Тогда Отахи-Коски с серьезным видом стал подробно расспрашивать, как русские приготовляют суп из курицы. Все сообщенное Муром записал и обещал непременно это сделать. Этот же самый Отахи-Коски через несколько дней пообещал узникам и мяса, и масла, и молока, говоря, что русские такую пищу очень любят. Но прошла неделя, а ничего обещанного пленники не видели. Когда Мур напомнил Отахи-Коски о его посулах, тот насмешливо ответил:
—Д а, да, я обещал, но коровы еще ходят в поле...
В те дня, когда пленников не водили на допрос, у них в тюрьме по целым дням торчали Кумаджеро и Того. Они приносили с собою бумагу, тушь, кисточки и начинали записывать русские слова, составляя лексикон. Для этого они таскали всякую всячину и спрашивали, как это называется по-русски. Их любопытство было назойливым и подозрительным.
Но более всего японцы я здесь доставляли хлопот пленникам своей любовью к автографам, которые они заставляли писать и на листках бумаги и на веерах.
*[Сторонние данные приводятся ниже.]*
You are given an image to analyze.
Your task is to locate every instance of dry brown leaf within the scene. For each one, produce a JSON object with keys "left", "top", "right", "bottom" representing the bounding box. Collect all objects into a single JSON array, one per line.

Собиранием автографов занимались и знатные чиновники и простые караульные солдаты, иногда сразу приносившие по десять-двадцать вееров.
— Торгуют они вашим писаньем, Василии Михайлович,— сказал однажды Макаров, сидевший теперь вместе с Головниным в одной клетке. — Писните что-нибудь такое, чтобы у них от того в носу закрутило.
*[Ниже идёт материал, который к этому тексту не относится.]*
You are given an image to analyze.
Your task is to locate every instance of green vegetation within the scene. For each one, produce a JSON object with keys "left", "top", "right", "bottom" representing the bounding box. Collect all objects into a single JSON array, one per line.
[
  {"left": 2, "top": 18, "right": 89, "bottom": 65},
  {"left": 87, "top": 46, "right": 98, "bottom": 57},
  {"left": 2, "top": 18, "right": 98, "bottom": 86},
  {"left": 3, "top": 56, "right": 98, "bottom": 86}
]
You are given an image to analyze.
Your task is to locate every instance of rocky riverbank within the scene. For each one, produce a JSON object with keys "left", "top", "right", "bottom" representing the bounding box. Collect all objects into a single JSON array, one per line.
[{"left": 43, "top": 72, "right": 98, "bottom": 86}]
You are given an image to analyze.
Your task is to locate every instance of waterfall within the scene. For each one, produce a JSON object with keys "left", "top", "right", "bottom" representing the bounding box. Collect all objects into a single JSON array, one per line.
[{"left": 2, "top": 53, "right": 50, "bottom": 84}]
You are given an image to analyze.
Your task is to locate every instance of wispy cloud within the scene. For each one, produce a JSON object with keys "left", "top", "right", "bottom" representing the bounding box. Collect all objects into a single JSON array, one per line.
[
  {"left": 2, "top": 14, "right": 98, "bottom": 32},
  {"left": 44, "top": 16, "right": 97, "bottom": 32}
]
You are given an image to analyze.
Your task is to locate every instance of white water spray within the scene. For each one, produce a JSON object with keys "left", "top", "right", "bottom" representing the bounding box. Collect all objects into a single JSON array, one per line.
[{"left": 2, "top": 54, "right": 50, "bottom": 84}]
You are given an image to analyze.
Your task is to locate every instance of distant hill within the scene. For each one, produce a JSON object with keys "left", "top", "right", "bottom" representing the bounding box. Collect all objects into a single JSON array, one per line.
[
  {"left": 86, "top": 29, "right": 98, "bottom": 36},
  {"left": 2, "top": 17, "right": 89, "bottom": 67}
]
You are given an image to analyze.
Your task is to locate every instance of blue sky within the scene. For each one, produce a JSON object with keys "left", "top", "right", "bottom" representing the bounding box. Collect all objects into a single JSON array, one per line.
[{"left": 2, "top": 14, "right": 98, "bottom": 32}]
И Василий Михайлович «писнул»... Когда один из знатных японских чиновников обратился к Головнину в третий раз с просьбой написать «что-нибудь получше» на его веере, то он написал: «Если здесь будут когда-нибудь вооруженные русские, то они должны знать, что семерых их соотечественников японцы захватили обманом и коварно посадили в тюрьму, как преступников, без всякой причины. Несчастные, они просят земляков своих отомстить за них достойным образом». И подписался: «Капитан-лейтенант Головнин».
— Что это такое? — вкрадчиво спросил японец.
— Русская песня, — ответил Василий Михайлович. — Берегите ее, и когда в другой раз здесь будут русские, покажите им.
Но японец оказался не столь глупым, как можно было предполагать. Приложив исписанный Головниным веер в знак благодарности ко лбу и низко поклонившись, он отправился в клетку к Хлебникову и попросил его перевести написанное. Когда Хлебников прочел написанное на веере, его ударило в пот от волнения. Он не знал, что ему делать, и вертел веер в руках с таким видом, будто на нем надпись была сделана на незнакомом ему языке. Японец же в это время наблюдал за ним, не спуская глаз. Наконец Хлебникова осенило сказать:
— Это очень старинная русская песня, написанная на древнерусском языке, который знают у нас только очень образованные люди, а я не изучал.
Японец удовлетворился ответом и ушел. Головнин же, узнав о том, что произошло в клетке Хлебникова, дал сам себе слово больше никогда таких надписей не делать, чтобы не подводить товарищей.